# Bettas available at the Octoberfish show!



## bettaforu (Sep 6, 2009)

I will be showing some of these beauties at Octoberfish, however after the show they can be purchased for a great price of $35 each. This is what I paid for them!

If there is one you want, but cannot attend the show, I can arrange delivery in the week following the show.

Reason for selling them is I can only keep one or two at most so need to control my shelf space for my new baby Blue rams


----------



## zenins (Sep 17, 2013)

Oktoberfish is Sunday October 27 in Waterloo


----------



## bettaforu (Sep 6, 2009)

Thanks Zenin. Yes for those who don't know this big fish auction and show its the BIGGY of the Year! 

Great bargains, great fish being shown and a fun day for all


----------



## bettaforu (Sep 6, 2009)

If anyone likes the look of a particular Betta but doesn't want to decide before the show (maybe see if it wins or not) then just come over afterwards and let me know.

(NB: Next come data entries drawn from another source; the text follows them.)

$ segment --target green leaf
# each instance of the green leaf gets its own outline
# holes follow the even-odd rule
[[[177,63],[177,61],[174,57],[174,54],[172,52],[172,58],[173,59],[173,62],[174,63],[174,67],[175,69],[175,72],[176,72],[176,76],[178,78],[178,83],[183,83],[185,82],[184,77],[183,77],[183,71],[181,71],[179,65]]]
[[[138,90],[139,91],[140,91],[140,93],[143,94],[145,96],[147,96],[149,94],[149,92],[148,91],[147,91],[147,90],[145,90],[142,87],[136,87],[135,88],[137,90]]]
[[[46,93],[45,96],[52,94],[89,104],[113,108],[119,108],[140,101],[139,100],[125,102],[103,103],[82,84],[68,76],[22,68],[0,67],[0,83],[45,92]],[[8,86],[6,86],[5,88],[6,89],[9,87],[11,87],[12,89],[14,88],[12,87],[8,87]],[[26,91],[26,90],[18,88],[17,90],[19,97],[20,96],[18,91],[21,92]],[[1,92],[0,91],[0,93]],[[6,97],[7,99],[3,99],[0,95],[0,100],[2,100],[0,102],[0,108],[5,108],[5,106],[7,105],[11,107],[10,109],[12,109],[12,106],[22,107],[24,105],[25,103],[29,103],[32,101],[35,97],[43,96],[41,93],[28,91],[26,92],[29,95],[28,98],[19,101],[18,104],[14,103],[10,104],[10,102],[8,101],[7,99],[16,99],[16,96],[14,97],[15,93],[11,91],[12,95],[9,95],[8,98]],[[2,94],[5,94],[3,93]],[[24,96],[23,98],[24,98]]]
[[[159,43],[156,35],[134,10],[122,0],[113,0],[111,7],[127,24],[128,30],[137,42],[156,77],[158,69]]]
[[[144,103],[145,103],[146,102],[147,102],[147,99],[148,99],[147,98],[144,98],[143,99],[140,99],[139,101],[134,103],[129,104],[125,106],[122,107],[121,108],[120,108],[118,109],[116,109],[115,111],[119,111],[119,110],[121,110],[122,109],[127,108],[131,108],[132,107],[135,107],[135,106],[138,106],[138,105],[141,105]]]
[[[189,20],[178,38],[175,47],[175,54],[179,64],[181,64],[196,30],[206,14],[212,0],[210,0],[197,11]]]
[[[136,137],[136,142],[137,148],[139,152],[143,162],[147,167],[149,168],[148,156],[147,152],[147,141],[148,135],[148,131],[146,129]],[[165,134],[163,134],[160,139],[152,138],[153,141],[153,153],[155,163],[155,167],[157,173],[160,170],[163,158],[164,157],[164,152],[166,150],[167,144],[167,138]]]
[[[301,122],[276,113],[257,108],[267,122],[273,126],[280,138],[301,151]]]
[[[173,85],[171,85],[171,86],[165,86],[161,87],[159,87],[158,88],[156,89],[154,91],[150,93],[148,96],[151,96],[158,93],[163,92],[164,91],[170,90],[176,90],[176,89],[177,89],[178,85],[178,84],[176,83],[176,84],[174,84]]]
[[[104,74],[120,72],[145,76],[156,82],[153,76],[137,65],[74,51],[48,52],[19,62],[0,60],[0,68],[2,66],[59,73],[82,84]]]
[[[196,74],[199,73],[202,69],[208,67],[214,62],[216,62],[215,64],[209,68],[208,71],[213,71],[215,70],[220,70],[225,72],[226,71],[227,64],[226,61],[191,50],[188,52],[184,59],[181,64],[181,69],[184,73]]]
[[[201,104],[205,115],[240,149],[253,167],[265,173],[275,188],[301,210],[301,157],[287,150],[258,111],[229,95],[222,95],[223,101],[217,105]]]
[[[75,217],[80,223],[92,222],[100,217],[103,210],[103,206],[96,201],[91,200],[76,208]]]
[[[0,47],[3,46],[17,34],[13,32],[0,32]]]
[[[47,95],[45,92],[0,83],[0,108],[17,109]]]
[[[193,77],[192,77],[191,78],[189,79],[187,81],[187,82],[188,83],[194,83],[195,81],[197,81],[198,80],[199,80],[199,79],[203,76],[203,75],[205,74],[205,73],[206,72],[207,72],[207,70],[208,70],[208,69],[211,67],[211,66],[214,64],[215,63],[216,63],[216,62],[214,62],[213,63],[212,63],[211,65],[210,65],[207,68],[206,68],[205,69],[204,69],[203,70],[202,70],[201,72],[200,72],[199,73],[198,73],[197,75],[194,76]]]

I will sell them after the show, and the week following they will go on Kijiji.


----------



## Mykuhl (Apr 8, 2013)

Hi Anna,

I forgot...is that short fin green dragon mustard gas a female or a male plakat?


----------



## bettaforu (Sep 6, 2009)

Michael, that's a female HM.


----------



## housebatbetta (Sep 19, 2013)

Ooh, these are really beautiful! I may have a road trip to Waterloo in my near future.


----------



## bettaforu (Sep 6, 2009)

Thanks, Yes these are truly beautiful fish. Octoberfish is a great show/auction and well attended...lots of bargains on the tables and beautiful
fish in the shows, some you might never have seen closeup.


----------



## bettaforu (Sep 6, 2009)

update.
All available Bettas are now on aquabid.com

I have some with light fin damage that can be healed easily with a salt bath treatment, they have been discounted accordingly.


----------